Data infrastructures truly aiming to be FAIR and to CARE would incorporate both information and data models that are co-designed with, and co-populated by biologists, communities of origin, humanities scholars and SocSci researchers. It would be wonderful to be able to make a contribution to such a collaborative project!

1 Like

@MAFleming I totally agree that all of these data elements should form part of a broader discussion on extended specimens - from field notebooks to traditional knowledge to humanities collections and libraries. The idea behind such a system would be to allow the seamless linking of all these elements in cyberspace. Ideally, it should not matter what the resource is. We should be able to link it to a specimen record in much the same way as any “traditional” resource within our realm. I have begun to strat doing this within my own CMS with linking scanned copies of our field notes to records. In some cases these field notes contain valuable information that is not found in traditional fields in our databases - local names for species, enviromental data (water temperature, vegetation, etc.), species seen but not collected, drawings of specimens and locations, etc. See here for an example of one of my records that links not only field notes but images, Genbank sequences, citations and CT scans - https://ichthyology.specify.ku.edu/specify/bycatalog/KUIT/46/. I also agree that it is going to take buyin from all actors in the data pipeline in order to create a system that is both supported by and works for all.
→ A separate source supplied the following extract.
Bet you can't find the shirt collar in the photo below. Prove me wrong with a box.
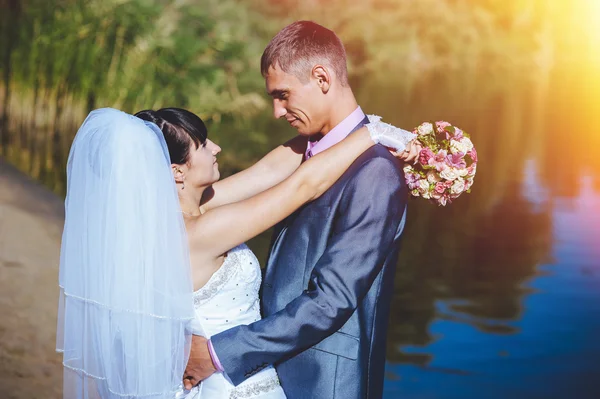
[306,107,365,158]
@jmheberling @abentley In DiSSCo’s work on open Digital (Extended) Specimens, we’ve distinguished between secondary and tertiary extensions in the sense of Lendemeyer i.e., secondary extensions are data directly derived from the specimen and tertiary extensions are data associated with but not derived from the specimen.

For enrich and extend, we have tended to use the terms in the sense of ‘we enrich a specimen with extensions’.

We discussed this with other NHMUK colleagues in our analytical and molecular labs. We need better mechanisms, both in our CMS and in specimen data to link to rich analytical data (spectrographic, 3D and 2D image stack data) along with device calibration data and reference data. According to Alex Ball https://www.openmicroscopy.org/ are doing a good job of keeping tracking of device standards and metadata (in an analogous way to Raw image formats). At the moment this data is usually stored separately and not provided in a good linked way to specimens on our data portal (it’s not easy for everyone to find internally).

I don’t remember seeing it posted in the previous discussion but RE minimal information for a Whole Genome Sequence see https://www.nature.com/articles/nbt1360 with an example application of it here: https://gold.jgi.doe.gov/ (from Raju Misra).

This topic was automatically closed 30 days after the last reply. New replies are no longer allowed.